O final de quase todos os filmes de Jacques Tati, com as suas janelas abertas para um futuro impossível que se perde numa nostalgia insuportável devem ser a perfeita tradução visual da saudade que a tantos poetas escapa.
Pequenos pormenores levam-nos de imediato ao escuro da sala de cinema, onde recordamos o cheiro do pó das cadeiras e imaginamos a cruz de malta do projector a marcar o ritmo da fita.

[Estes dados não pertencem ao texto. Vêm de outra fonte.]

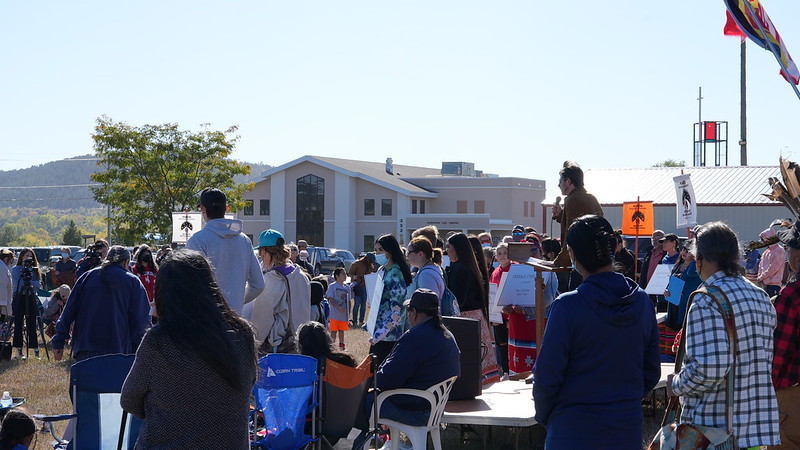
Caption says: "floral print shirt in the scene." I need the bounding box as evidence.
[373,264,406,342]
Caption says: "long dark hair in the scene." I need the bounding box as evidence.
[0,408,36,450]
[135,244,158,274]
[447,233,489,318]
[692,222,741,276]
[567,214,617,273]
[467,236,489,311]
[297,321,356,367]
[378,234,411,286]
[152,249,256,389]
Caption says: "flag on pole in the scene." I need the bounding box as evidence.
[724,0,800,84]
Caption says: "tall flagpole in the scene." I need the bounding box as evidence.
[743,1,800,99]
[739,39,747,166]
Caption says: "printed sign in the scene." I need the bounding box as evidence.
[672,173,697,228]
[622,202,655,236]
[172,212,203,244]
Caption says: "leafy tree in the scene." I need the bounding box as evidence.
[61,220,83,245]
[0,223,19,247]
[91,116,253,244]
[653,159,686,167]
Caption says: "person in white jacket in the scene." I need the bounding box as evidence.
[0,249,14,320]
[250,229,311,352]
[186,189,264,319]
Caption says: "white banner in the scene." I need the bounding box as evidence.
[172,212,203,244]
[672,173,697,229]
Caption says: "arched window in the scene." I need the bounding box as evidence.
[297,175,325,245]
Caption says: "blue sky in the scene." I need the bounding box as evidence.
[0,0,800,187]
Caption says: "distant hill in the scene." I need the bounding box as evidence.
[0,155,272,210]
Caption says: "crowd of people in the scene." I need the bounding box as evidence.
[0,161,800,448]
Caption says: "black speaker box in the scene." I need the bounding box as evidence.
[442,317,482,400]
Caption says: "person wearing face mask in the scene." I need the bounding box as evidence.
[54,247,78,289]
[369,234,412,366]
[131,244,158,317]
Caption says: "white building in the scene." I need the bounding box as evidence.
[237,156,545,254]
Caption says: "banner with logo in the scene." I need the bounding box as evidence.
[622,202,655,236]
[672,173,697,229]
[172,212,203,244]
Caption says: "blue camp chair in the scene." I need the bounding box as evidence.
[34,355,141,450]
[252,353,319,450]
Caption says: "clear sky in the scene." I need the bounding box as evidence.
[0,0,800,187]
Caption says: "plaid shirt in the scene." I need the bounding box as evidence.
[672,272,780,447]
[772,281,800,389]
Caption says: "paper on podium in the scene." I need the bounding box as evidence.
[364,272,383,336]
[644,264,672,295]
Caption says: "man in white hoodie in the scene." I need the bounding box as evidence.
[186,188,264,314]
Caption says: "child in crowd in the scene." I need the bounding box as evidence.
[325,267,353,350]
[0,408,36,450]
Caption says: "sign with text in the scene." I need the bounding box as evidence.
[497,264,536,306]
[622,202,655,236]
[672,173,697,228]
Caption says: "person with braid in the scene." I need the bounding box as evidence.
[533,215,661,449]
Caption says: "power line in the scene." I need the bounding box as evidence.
[0,183,102,189]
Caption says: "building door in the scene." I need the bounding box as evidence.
[297,175,325,246]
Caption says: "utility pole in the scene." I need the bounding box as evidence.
[739,39,747,166]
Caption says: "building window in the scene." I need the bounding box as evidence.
[364,198,375,216]
[297,175,325,245]
[364,234,375,252]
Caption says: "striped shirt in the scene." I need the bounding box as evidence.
[672,272,780,447]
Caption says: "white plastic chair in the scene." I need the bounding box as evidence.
[367,377,458,450]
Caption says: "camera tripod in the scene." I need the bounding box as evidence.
[14,276,50,360]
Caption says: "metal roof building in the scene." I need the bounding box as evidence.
[542,166,789,242]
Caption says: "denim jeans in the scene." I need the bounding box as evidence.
[353,286,367,323]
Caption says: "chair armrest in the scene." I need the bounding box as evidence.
[33,414,78,423]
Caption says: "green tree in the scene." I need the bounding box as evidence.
[0,223,19,247]
[653,159,686,167]
[61,219,83,245]
[91,116,253,244]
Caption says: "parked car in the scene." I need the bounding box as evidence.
[332,249,356,271]
[307,246,344,276]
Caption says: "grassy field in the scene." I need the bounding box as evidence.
[0,330,663,450]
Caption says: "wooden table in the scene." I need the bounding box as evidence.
[442,380,536,448]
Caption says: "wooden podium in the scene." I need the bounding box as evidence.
[508,242,572,352]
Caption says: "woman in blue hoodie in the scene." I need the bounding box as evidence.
[533,215,661,449]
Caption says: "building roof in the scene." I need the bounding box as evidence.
[257,155,441,198]
[568,166,781,205]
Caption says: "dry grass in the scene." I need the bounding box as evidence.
[0,329,663,450]
[0,349,74,449]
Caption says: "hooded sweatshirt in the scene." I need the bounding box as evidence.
[186,219,264,315]
[533,272,661,449]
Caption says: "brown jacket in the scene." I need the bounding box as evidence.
[553,187,603,267]
[348,256,374,287]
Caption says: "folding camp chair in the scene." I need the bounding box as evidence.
[251,353,319,450]
[320,355,372,448]
[34,355,141,450]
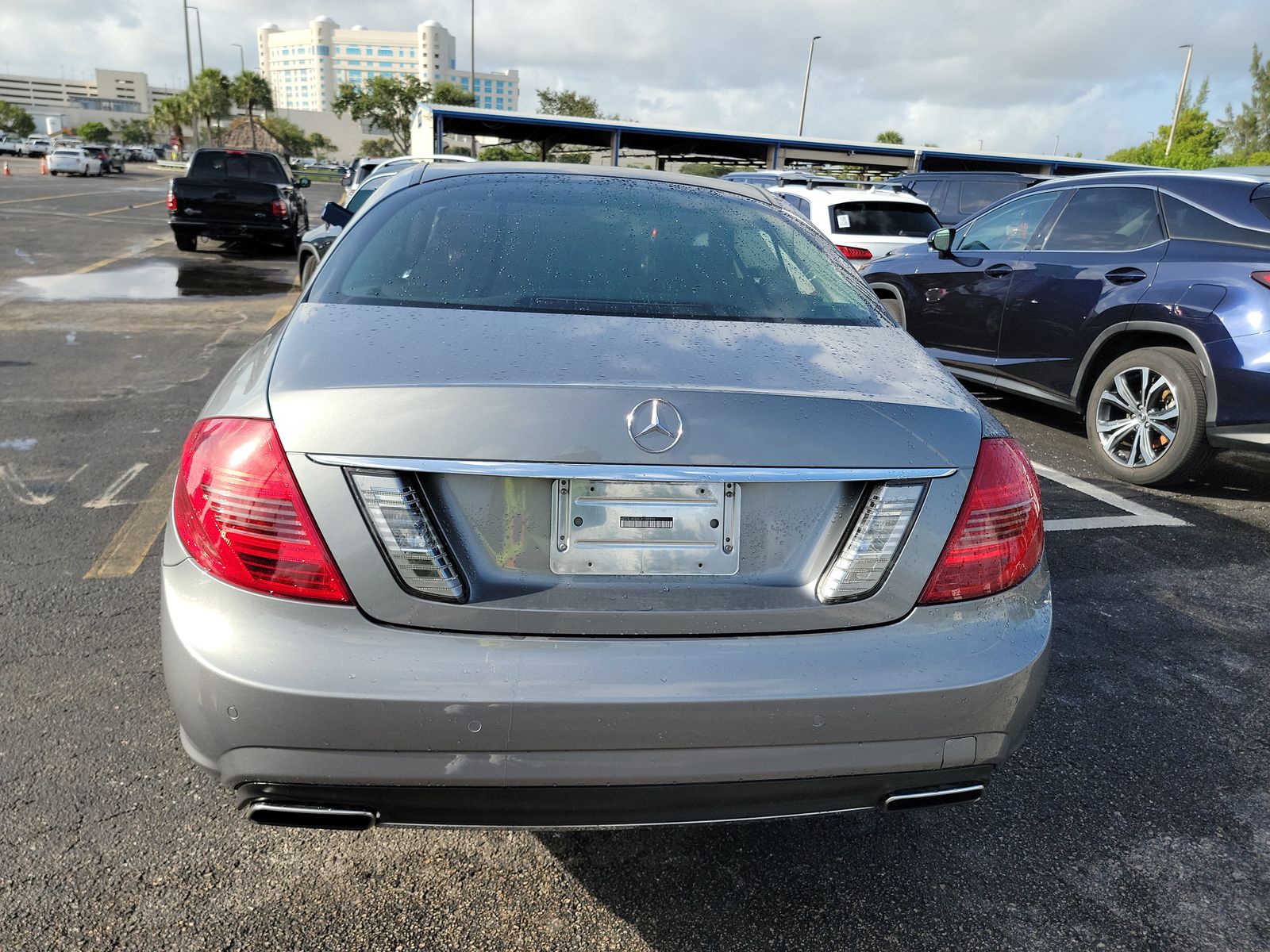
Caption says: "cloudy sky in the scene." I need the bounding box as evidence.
[0,0,1270,157]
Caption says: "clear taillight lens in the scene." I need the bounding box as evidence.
[348,471,466,601]
[815,482,925,601]
[173,416,353,603]
[918,436,1045,605]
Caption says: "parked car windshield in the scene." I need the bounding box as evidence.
[829,202,940,237]
[320,173,883,325]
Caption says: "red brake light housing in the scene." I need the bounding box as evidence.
[834,245,872,262]
[918,436,1045,605]
[173,416,353,605]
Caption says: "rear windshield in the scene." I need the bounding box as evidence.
[310,173,884,326]
[189,152,287,186]
[829,202,940,237]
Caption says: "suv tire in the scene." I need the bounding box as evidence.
[1084,347,1214,486]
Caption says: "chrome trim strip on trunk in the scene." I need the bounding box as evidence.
[306,453,956,482]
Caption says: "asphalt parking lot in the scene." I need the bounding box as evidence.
[0,171,1270,950]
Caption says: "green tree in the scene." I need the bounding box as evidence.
[230,70,273,148]
[357,138,396,159]
[79,122,110,144]
[536,89,618,119]
[330,76,432,155]
[150,90,195,154]
[679,163,732,179]
[432,83,476,106]
[110,119,154,146]
[186,66,233,141]
[305,132,335,159]
[476,142,540,163]
[1218,43,1270,156]
[1107,79,1226,169]
[0,102,36,137]
[260,116,309,155]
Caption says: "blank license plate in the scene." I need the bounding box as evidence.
[551,480,741,575]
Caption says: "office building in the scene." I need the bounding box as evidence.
[256,17,521,112]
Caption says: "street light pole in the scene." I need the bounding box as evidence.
[180,0,198,150]
[1164,43,1195,159]
[798,36,819,136]
[189,6,207,70]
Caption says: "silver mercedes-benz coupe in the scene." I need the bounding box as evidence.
[163,163,1050,829]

Um destes dias tive esta sensação na Baixa de Luanda, vi-me dentro do filme, com uma cena elaborada, cheia de planos e cortes encadeados de forma quase hipnótica, que me rodeava e fazia olhar para todas as direcções ao mesmo tempo, sem perceber muito bem como tinha sido sugado para a tela.
No cruzamento, a ambulância marcava o compasso do quarteirão, qual maestro de orquestra sinfónica. O polícia apitava acompanhando a sirene e, seguindo o mesmo ritmo, o operário martelava alguma coisa contra o tapume, que ressoava pela rua inteira. As peixeiras preenchiam os espaços mortos, anunciando carapaus e peixes-espada. Rabos pendurados à janela dos azuis-e-brancos gritavam paragens importantes nas rotas dos candongueiros, com o seu ritmo característico, que hoje parecia estar preso ao da ambulância, como o resto do trânsito e o engraxador, que batia com a escova na caixa da graxa, atraíndo clientes.
Por uns instantes apenas, toda esta cacofonia fez sentido. Parecia que tinha sido escrita para a cena. Procurei, em vão, a mulher-a-dias a bater o tapete ou o homem com os sapatos de palhaço a pintar o tecto. Nem sequer consegui distinguir as molas do colchão da amante do talhante, mas sei que estavam lá, provavelmente afogadas pela sirene da ambulância presa no trânsito.
A ilusão desfez-se tão depressa como surgiu. As câmaras foram-se embora, sem nunca ter ouvido o famoso «Corta!». Mas hoje, por uns instantes, o Delicatessen esteve em Luanda, com todos os seus canibais, chamarizes de vaca e novelinhos de lã.